- Pitcher
- Born: August 10, 1905 Boston, Massachusetts, U.S.
- Died: July 23, 1996 (aged 90) Delray Beach, Florida, U.S.
- Batted: LeftThrew: Left

MLB debut
- September 15, 1929, for the Washington Senators

Last MLB appearance
- September 15, 1929, for the Washington Senators

MLB statistics
- Earned run average: 4.50
- Innings pitched: 4
- Strikeouts: 1
- Stats at Baseball Reference

Teams
- Washington Senators (1929);

= Ed Wineapple =

American baseball player (1905–1996)

Edward Wineapple (August 10, 1905 – July 23, 1996) was an American professional baseball pitcher and basketball player. He played in one game in Major League Baseball for the Washington Senators during the 1929 season. He also played professional basketball for the Syracuse All-Americans in the original American Basketball League during the first half of the 1929–30 season before they folded operations entirely.

==Biography==
Wineapple was born in Boston, Massachusetts, and was Jewish. He attended Syracuse University for his college freshman year, then transferred to Providence College, where he was a star basketball player for three years. A first-team All-American his senior year, he led the 1928–29 team to a 17–3 record and was the second-leading scorer in the nation.

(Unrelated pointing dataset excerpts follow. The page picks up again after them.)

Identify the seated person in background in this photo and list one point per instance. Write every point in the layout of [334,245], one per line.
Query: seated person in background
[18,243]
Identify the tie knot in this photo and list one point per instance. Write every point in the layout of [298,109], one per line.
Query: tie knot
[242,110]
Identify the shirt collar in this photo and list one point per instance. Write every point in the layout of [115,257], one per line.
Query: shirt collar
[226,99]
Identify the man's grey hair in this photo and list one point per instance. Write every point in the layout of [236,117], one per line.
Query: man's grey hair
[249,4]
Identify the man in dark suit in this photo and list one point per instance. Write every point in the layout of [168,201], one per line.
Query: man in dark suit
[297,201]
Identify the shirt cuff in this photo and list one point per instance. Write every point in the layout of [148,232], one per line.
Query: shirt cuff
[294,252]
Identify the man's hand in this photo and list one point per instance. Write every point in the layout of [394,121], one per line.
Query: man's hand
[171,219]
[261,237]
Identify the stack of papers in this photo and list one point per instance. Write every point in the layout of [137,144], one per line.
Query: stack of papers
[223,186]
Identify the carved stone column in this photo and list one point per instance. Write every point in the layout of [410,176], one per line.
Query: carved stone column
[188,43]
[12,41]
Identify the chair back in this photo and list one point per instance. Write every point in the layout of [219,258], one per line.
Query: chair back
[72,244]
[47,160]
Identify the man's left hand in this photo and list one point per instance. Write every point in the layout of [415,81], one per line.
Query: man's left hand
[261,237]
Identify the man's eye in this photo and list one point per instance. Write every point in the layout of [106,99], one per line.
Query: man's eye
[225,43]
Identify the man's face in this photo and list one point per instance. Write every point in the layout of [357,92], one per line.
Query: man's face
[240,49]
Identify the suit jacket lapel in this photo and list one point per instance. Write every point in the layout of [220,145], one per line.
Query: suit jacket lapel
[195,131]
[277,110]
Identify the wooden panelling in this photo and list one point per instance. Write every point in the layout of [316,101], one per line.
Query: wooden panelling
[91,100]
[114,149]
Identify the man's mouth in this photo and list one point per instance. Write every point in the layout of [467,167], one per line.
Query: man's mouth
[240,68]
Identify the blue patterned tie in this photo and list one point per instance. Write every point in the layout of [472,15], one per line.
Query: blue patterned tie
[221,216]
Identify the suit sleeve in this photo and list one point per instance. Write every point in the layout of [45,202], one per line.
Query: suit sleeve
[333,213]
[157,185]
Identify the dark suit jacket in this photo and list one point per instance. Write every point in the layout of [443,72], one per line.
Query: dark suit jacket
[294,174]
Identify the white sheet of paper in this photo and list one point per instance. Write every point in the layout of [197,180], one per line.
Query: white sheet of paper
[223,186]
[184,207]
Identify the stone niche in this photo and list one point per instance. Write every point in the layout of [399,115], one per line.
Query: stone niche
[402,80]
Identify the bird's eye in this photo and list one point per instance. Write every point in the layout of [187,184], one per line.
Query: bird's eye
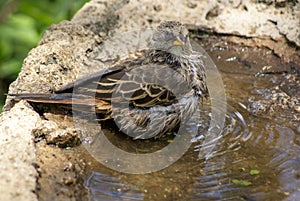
[181,37]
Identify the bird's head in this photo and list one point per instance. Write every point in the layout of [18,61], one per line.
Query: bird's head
[171,36]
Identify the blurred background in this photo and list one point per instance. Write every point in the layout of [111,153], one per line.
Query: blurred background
[22,24]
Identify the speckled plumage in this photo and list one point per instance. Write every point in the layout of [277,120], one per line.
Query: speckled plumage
[143,108]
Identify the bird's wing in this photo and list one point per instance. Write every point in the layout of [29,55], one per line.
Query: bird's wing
[131,81]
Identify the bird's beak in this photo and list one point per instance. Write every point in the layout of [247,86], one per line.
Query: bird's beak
[178,42]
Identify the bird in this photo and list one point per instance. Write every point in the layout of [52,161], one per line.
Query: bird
[148,96]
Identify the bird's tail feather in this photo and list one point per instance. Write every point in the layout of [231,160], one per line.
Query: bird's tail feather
[44,98]
[63,98]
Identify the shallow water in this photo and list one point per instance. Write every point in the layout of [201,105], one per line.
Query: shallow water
[255,158]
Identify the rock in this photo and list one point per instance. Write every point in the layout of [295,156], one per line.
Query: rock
[66,51]
[17,153]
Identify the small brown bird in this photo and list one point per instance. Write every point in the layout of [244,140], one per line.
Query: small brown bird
[147,96]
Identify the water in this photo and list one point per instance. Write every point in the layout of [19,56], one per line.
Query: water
[256,157]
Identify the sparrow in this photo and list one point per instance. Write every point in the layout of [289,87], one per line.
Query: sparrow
[148,96]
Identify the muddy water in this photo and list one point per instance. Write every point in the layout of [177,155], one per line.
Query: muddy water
[256,157]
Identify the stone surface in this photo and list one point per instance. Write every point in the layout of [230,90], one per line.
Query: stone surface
[17,153]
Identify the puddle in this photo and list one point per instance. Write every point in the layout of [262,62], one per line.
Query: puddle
[256,158]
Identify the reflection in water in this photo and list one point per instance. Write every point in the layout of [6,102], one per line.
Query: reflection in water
[265,148]
[105,187]
[246,145]
[254,158]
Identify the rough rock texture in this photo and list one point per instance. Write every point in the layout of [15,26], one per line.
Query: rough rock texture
[17,153]
[64,54]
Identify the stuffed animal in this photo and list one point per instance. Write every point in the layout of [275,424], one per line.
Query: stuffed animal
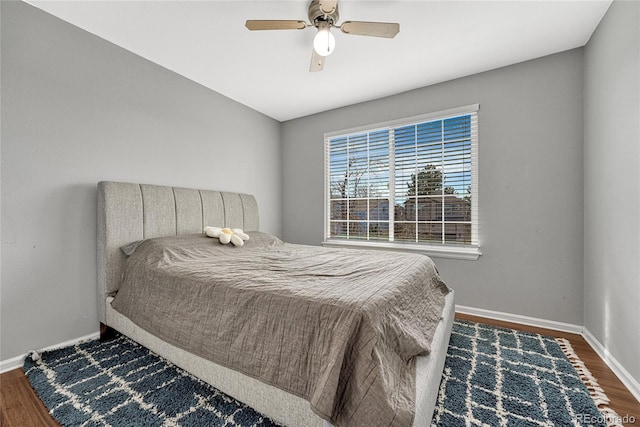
[226,235]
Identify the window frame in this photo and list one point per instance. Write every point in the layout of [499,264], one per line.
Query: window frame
[467,252]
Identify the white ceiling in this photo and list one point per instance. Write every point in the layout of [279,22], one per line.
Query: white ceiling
[206,41]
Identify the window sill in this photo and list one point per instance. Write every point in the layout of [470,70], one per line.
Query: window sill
[464,253]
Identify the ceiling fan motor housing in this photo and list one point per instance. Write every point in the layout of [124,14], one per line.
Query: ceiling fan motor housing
[317,15]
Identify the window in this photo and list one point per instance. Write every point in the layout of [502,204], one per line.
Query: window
[409,184]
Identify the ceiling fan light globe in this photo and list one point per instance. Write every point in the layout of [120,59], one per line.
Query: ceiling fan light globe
[324,42]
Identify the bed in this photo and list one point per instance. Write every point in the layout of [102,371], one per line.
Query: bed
[137,212]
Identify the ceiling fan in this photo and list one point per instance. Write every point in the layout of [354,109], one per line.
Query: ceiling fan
[323,15]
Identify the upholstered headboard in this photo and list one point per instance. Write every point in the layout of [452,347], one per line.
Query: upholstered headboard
[130,212]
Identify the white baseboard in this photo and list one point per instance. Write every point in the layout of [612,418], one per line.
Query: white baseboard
[623,375]
[523,320]
[18,361]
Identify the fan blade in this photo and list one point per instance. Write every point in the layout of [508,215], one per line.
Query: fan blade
[275,25]
[375,29]
[328,6]
[317,61]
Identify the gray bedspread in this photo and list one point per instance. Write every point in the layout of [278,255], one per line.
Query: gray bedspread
[337,327]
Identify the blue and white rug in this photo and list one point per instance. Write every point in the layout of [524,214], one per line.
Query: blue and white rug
[492,377]
[503,377]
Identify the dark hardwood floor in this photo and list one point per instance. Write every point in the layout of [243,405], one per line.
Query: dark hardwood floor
[20,407]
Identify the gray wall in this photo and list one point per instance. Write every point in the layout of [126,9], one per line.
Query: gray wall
[530,182]
[612,184]
[76,110]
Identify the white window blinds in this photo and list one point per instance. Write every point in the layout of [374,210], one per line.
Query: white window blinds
[405,182]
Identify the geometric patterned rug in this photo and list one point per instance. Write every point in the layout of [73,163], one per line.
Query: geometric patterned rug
[492,377]
[118,382]
[503,377]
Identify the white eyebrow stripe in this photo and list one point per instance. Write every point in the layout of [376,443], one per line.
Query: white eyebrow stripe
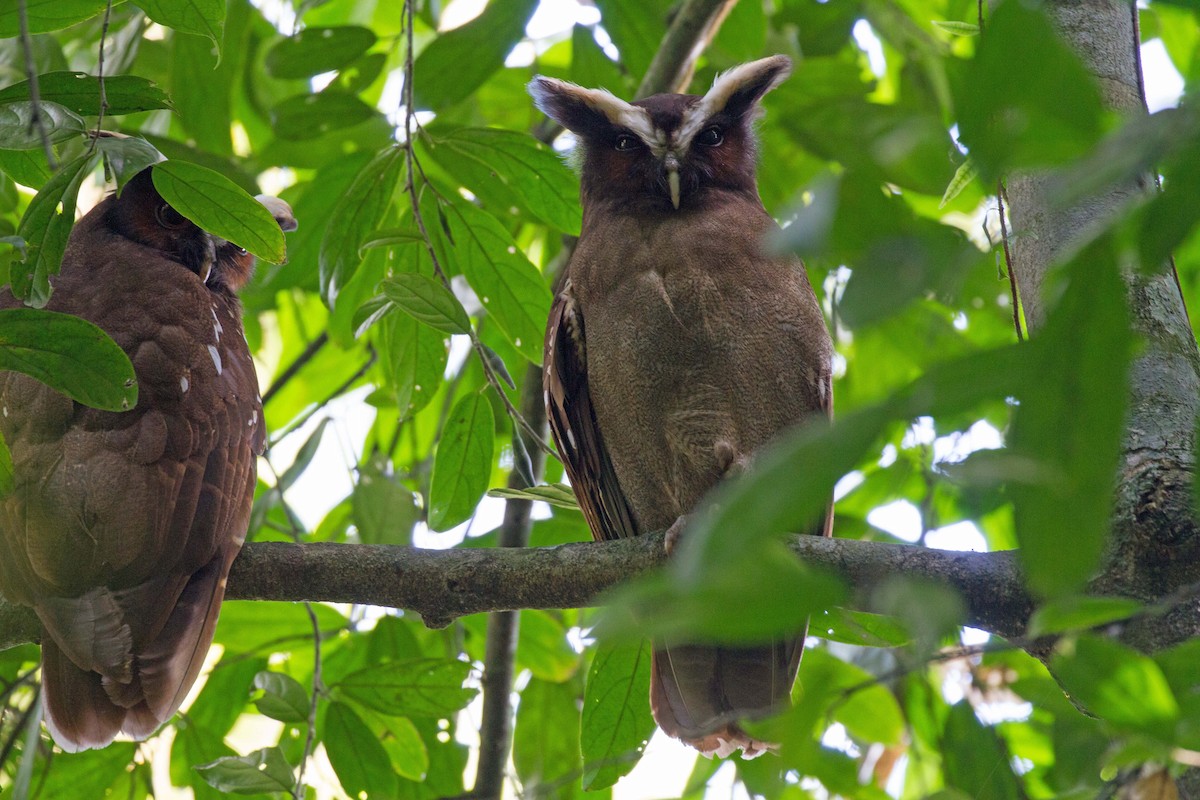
[717,97]
[621,113]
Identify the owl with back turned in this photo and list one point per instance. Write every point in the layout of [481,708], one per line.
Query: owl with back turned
[678,346]
[120,528]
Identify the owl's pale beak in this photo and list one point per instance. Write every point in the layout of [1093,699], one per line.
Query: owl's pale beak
[672,166]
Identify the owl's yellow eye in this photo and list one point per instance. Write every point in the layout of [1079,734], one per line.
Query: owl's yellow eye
[711,137]
[168,217]
[627,142]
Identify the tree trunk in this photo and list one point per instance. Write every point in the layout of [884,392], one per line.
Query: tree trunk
[1153,548]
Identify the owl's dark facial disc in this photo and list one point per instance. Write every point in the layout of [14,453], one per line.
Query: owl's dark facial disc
[661,152]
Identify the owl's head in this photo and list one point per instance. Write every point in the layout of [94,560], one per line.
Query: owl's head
[666,151]
[142,215]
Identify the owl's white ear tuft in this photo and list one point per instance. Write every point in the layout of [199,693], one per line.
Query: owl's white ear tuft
[588,112]
[736,92]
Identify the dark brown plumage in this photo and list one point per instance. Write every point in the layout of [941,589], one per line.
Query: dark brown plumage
[678,347]
[121,527]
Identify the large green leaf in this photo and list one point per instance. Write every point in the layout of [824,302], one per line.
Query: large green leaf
[307,116]
[426,300]
[456,62]
[47,14]
[57,124]
[220,206]
[508,284]
[199,17]
[513,169]
[976,758]
[358,758]
[69,354]
[462,464]
[79,92]
[263,770]
[419,687]
[358,214]
[318,49]
[46,228]
[617,722]
[546,739]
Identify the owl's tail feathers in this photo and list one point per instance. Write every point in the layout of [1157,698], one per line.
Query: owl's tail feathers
[85,710]
[78,713]
[171,662]
[699,693]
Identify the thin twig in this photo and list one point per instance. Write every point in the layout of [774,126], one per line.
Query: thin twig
[35,97]
[412,164]
[1008,260]
[295,366]
[329,398]
[298,792]
[100,74]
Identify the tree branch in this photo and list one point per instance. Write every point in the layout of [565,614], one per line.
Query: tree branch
[442,585]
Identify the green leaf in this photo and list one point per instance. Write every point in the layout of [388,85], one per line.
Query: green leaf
[126,156]
[1039,109]
[18,132]
[304,457]
[462,464]
[459,61]
[45,16]
[79,92]
[976,761]
[307,116]
[617,722]
[636,28]
[70,355]
[199,17]
[417,360]
[863,629]
[543,648]
[508,284]
[546,739]
[1079,613]
[221,208]
[384,510]
[1117,684]
[513,169]
[263,770]
[957,28]
[46,228]
[5,468]
[1069,426]
[406,749]
[963,178]
[253,626]
[358,758]
[313,50]
[429,687]
[391,238]
[283,697]
[427,300]
[357,215]
[556,494]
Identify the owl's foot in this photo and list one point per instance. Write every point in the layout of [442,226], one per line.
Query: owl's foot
[675,533]
[729,461]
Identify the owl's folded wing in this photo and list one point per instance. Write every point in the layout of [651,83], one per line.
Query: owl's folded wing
[573,423]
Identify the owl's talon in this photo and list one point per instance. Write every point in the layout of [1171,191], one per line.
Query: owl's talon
[675,533]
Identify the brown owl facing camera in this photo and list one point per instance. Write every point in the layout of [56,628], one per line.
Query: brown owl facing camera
[678,347]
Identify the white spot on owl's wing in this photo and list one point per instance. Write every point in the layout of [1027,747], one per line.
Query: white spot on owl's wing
[216,358]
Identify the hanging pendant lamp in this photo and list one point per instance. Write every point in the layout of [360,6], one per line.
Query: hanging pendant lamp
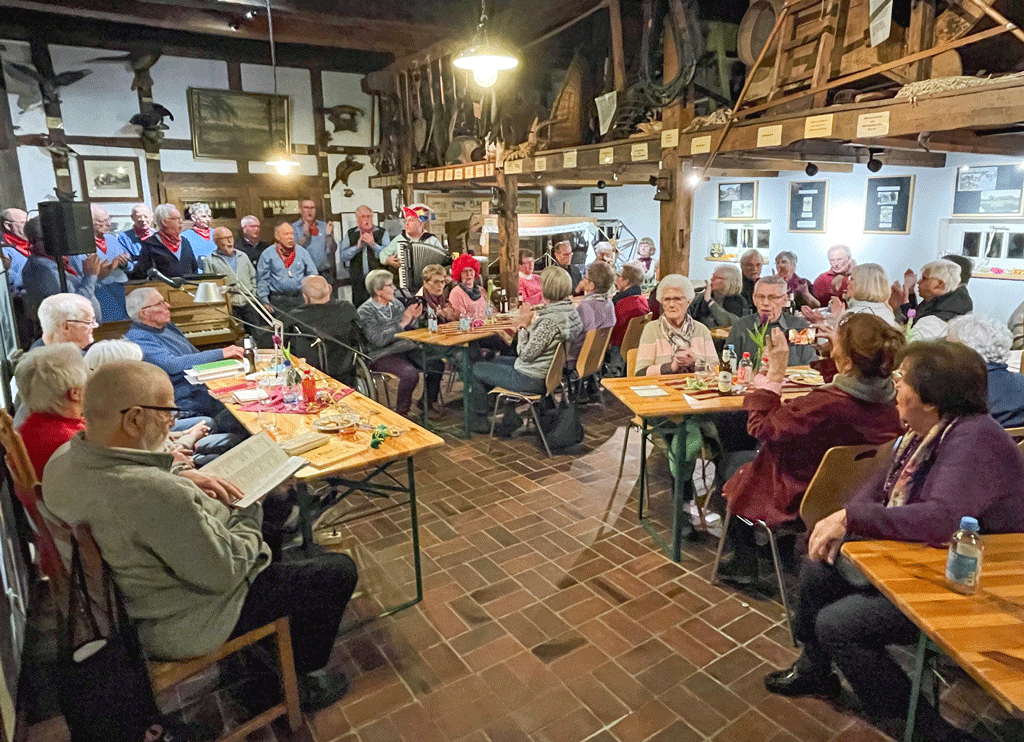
[483,58]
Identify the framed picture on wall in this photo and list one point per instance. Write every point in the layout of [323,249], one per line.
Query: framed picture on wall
[231,125]
[110,178]
[737,201]
[988,190]
[888,205]
[808,206]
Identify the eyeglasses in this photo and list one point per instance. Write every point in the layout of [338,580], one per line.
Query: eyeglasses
[173,410]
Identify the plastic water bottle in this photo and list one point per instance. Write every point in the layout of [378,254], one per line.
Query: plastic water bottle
[964,562]
[744,373]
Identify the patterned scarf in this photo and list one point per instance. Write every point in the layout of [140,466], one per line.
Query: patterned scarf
[913,451]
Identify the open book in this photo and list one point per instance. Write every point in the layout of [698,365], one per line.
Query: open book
[255,466]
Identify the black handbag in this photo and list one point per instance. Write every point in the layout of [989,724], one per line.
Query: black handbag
[103,688]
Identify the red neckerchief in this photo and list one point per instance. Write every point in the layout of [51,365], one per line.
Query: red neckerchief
[173,245]
[287,259]
[19,244]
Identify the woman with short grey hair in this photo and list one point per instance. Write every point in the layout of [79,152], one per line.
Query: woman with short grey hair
[992,340]
[381,317]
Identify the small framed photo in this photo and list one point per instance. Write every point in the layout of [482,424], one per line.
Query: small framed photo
[111,178]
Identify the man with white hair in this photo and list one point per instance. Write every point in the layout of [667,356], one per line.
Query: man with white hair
[939,301]
[194,571]
[249,242]
[166,347]
[167,250]
[992,340]
[361,255]
[141,229]
[835,280]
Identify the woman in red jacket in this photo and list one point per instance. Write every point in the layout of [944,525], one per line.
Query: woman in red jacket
[857,407]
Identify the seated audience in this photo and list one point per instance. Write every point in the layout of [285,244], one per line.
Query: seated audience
[991,341]
[529,282]
[770,300]
[194,572]
[939,301]
[199,235]
[41,277]
[325,316]
[281,270]
[799,289]
[751,264]
[381,317]
[166,347]
[834,281]
[467,297]
[167,250]
[794,436]
[722,302]
[674,343]
[432,291]
[941,393]
[541,333]
[629,302]
[596,310]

His lone major league appearance came on September 15, 1929, in the Senators' 16–2 loss to the Detroit Tigers at Griffith Stadium. He took the mound in the sixth inning with the Tigers already holding a 12–2 lead, entering the game as part of a double switch in which he took the place of Baseball Hall of Fame shortstop Joe Cronin in the Washington lineup. Wineapple hurled the final four innings in relief, giving up four runs (two earned) on seven hits, walking three and striking out one against a Tigers lineup that featured Hall of Famer Charlie Gehringer.

From 1928 to 1931, he played summer baseball in the Cape Cod Baseball League (CCBL), where it was reported that Wineapple "seems to play baseball as he does basketball...with his heart in it all the time. He is pitching and hitting exceptionally well." Wineapple played for the CCBL's Osterville town team from 1928 to 1930, and for the Orleans team in 1931.

Wineapple was inducted into the Providence College sports hall of fame as part if its inaugural class of 1970. He died in Delray Beach, Florida in 1996 at age 90.